O recurso à AN surgiu depois do conselho
do presidente do Conselho de Administração da SONANGOL E.P., que, através do
ofício com a referência 361/GPCA/12, apercebendo-se de que o director-geral da
Chevron, Richard P. Cohagen, não havia dado “qualquer apoio ao sinistrado”,
aconselhou-o lesado a “recorrer ao mais alto nível da companhia na qual foi
trabalhador”.
A primeira, datada de 24 de Janeiro de
2013, foi endereçada ao presidente da AN, Fernando da Piedade Dias dos Santos
«Nandó».
Por sua vez, passados sete dias, «Nandó»
reencaminhou a aludida carta aos presidentes da 8ª e 10ª Comissões de Trabalho
da Assembleia Nacional.
Genoveva da Conceição Lino, deputada e
presidente da 10ª Comissão da AN, encarregue dos Direitos Humanos, Petições,
Reclamações e Sugestões dos Cidadãos, “no sentido de tomar as providências que
se mostrem pertinentes”, solicitou informações ao PCA da Chevron-CABGOC sobre
Raimundo Silva, isto no dia 14 de Fevereiro de 2013 (Ref.: 192/10ªCOM-5/2013),
realçando que “o assunto se enquadra na acção de controlo e
fiscalização da AN de acordo com a disposição da alínea n) do número 1 do
artigo 261º do Regimento da AN”.
Ivone Simeão e Iracelma Pedro,
representantes da Chevron-CABGOC, em resposta à solicitação de Genoveva Lino,
comprometeram-se em enviar “todas as documentações para análise”, das quais se
realçavam cinco atestados de saúde “aplicados com vícios [atestados falsos] que
serviram de base para o despiste precoce do sinistro, da doença profissional e
da ilegalidade do despedimento”, esclareceu Salvador Freire.

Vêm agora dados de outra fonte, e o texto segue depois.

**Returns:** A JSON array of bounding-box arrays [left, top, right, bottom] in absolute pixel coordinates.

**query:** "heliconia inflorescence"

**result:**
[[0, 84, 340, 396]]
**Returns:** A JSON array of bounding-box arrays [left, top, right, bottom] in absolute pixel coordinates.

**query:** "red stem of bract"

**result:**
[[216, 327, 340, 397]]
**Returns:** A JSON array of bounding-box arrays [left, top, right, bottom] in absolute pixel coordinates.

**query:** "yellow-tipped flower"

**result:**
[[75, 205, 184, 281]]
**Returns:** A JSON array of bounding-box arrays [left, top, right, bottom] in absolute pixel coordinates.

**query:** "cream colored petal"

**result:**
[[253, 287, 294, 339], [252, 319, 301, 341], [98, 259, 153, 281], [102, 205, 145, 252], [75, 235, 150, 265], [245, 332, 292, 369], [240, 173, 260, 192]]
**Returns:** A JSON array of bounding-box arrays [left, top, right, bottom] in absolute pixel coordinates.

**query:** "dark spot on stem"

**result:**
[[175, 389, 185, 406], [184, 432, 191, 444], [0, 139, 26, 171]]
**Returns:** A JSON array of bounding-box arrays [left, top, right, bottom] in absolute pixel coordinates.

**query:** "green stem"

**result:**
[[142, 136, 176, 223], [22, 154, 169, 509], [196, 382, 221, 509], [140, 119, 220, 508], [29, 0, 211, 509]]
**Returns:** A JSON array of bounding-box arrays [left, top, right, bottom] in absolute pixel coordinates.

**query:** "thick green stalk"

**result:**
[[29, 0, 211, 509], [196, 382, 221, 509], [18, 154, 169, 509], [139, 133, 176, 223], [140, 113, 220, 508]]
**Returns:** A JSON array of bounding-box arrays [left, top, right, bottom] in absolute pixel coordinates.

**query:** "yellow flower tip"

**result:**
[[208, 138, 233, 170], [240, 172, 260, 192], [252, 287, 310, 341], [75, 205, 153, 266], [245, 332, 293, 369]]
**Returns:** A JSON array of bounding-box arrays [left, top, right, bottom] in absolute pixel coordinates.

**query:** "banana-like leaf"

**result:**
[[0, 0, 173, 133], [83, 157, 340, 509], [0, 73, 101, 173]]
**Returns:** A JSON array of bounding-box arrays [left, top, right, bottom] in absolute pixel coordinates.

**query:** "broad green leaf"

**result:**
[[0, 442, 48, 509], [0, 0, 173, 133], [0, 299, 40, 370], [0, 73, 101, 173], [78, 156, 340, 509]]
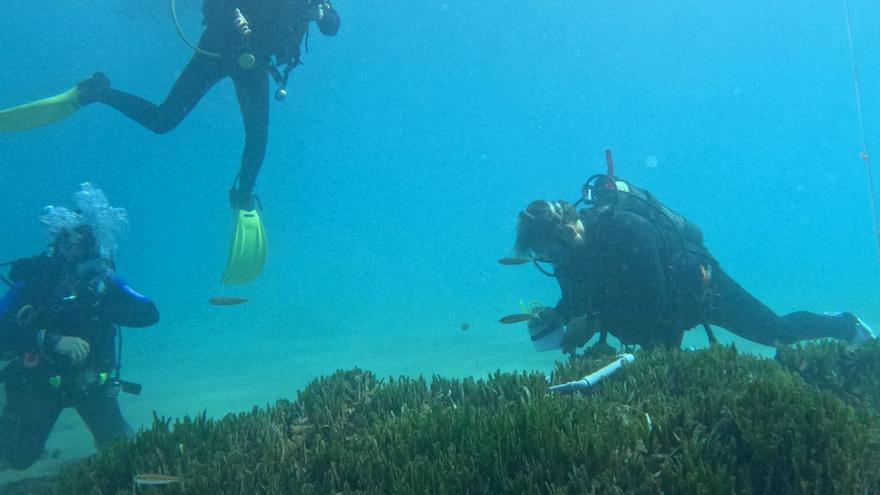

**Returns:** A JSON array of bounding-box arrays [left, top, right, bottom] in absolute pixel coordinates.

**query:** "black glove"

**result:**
[[299, 2, 330, 21], [562, 316, 599, 355], [528, 307, 562, 335]]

Oito meses depois, precisamente no dia
31 de Outubro, Raimundo Silva foi informado pela 10ª Comissão da AN sobre o
esclarecimento que a Chevron prestou no dia 27 de Setembro de 2013, sem que, no
entanto, tivesse apresentado os documentos pedidos pelo órgão de soberania
nacional.
“… o Tribunal Provincial de Luanda
pronunciou-se ao absolver a CABGOC e arquivou o processo, devido a caducidade
do mesmo. E que a CABGOC cumpriu com todos os pressupostos legais, indemnizando
o senhor Raimundo na sua totalidade, ao fazer todos os pagamentos que lhe eram
devidos em 2004”, lê-se no ofício com a Ref.: 609/10ªCOM-C/2013.
Raimundo Silva refutou: “Isto é uma
vergonha. Como é possível eles dizerem que fizeram todos os pagamentos em 2004
quando a avaliação da Junta Médica apenas surgiu no dia 17 de Dezembro de 2009?
Por isso peço às instâncias superiores que respeitem, no mínimo, a lei, porque
acidente de trabalho e doença profissional não são assuntos confidenciais.”